Boskova Veronika, Bonhoeffer Sebastian, Stadler Tanja
Department of Biosystems Science & Engineering (D-BSSE), Eidgenössische Technische Hochschule (ETH) Zürich, Basel, Switzerland.
Institute of Integrative Biology, Eidgenössische Technische Hochschule (ETH) Zürich, Zürich, Switzerland.

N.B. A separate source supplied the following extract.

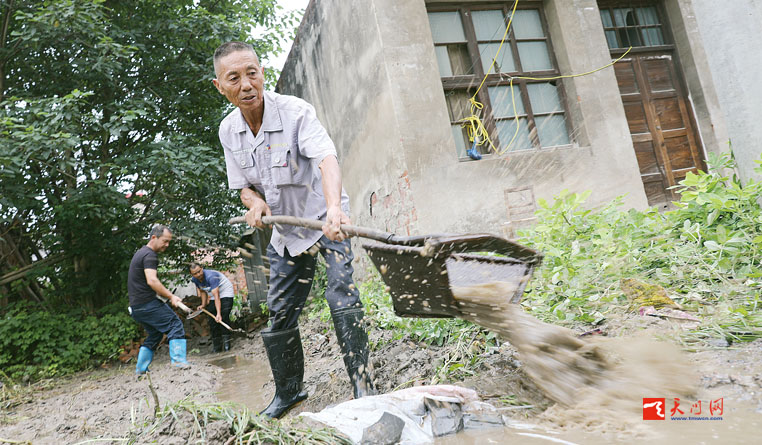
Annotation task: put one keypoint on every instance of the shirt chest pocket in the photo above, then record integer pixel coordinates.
(245, 161)
(283, 166)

PLoS Comput Biol. 2014 Nov 6;10(11):e1003913. doi: 10.1371/journal.pcbi.1003913. eCollection 2014 Nov.
Quantifying epidemiological dynamics is crucial for understanding and forecasting the spread of an epidemic. The coalescent and the birth-death model are used interchangeably to infer epidemiological parameters from the genealogical relationships of the pathogen population under study, which in turn are inferred from the pathogen genetic sequencing data. To compare the performance of these widely applied models, we performed a simulation study. We simulated phylogenetic trees under the constant rate birth-death model and the coalescent model with a deterministic exponentially growing infected population. For each tree, we re-estimated the epidemiological parameters using both a birth-death and a coalescent based method, implemented as an MCMC procedure in BEAST v2.0. In our analyses that estimate the growth rate of an epidemic based on simulated birth-death trees, the point estimates such as the maximum a posteriori/maximum likelihood estimates are not very different. However, the estimates of uncertainty are very different. The birth-death model had a higher coverage than the coalescent model, i.e. contained the true value in the highest posterior density (HPD) interval more often (2-13% vs. 31-75% error). The coverage of the coalescent decreases with decreasing basic reproductive ratio and increasing sampling probability of infecteds. We hypothesize that the biases in the coalescent are due to the assumption of deterministic rather than stochastic population size changes. Both methods performed reasonably well when analyzing trees simulated under the coalescent. The methods can also identify other key epidemiological parameters as long as one of the parameters is fixed to its true value. In summary, when using genetic data to estimate epidemic dynamics, our results suggest that the birth-death method will be less sensitive to population fluctuations of early outbreaks than the coalescent method that assumes a deterministic exponentially growing infected population.
量化流行病学动态对于理解和预测流行病传播至关重要。合并模型和出生-死亡模型可互换使用,以便从所研究病原体群体的谱系关系中推断流行病学参数,而这些参数又是从病原体基因测序数据中推断出来的。为了比较这些广泛应用模型的性能,我们进行了一项模拟研究。我们在恒定速率出生-死亡模型和合并模型下模拟系统发育树,其中感染人群呈确定性指数增长。对于每棵树,我们使用基于出生-死亡和基于合并的方法重新估计流行病学参数,这些方法在BEAST v2.0中作为MCMC程序实现。在我们基于模拟出生-死亡树估计流行病增长率的分析中,诸如最大后验/最大似然估计等点估计并没有太大差异。然而,不确定性估计却大不相同。出生-死亡模型的覆盖率高于合并模型,即更多地在最高后验密度(HPD)区间内包含真实值(误差分别为2 - 13%和31 - 75%)。合并模型的覆盖率随着基本繁殖率的降低和感染者采样概率的增加而降低。我们推测合并模型中的偏差是由于假设种群大小变化是确定性的而非随机性的。在分析合并模型下模拟的树时,两种方法表现都相当不错。只要其中一个参数固定为其真实值,这些方法也可以识别其他关键流行病学参数。总之,当使用基因数据估计流行病动态时,我们的结果表明,与假设感染人群呈确定性指数增长的合并模型相比,出生-死亡方法对早期疫情的种群波动不太敏感。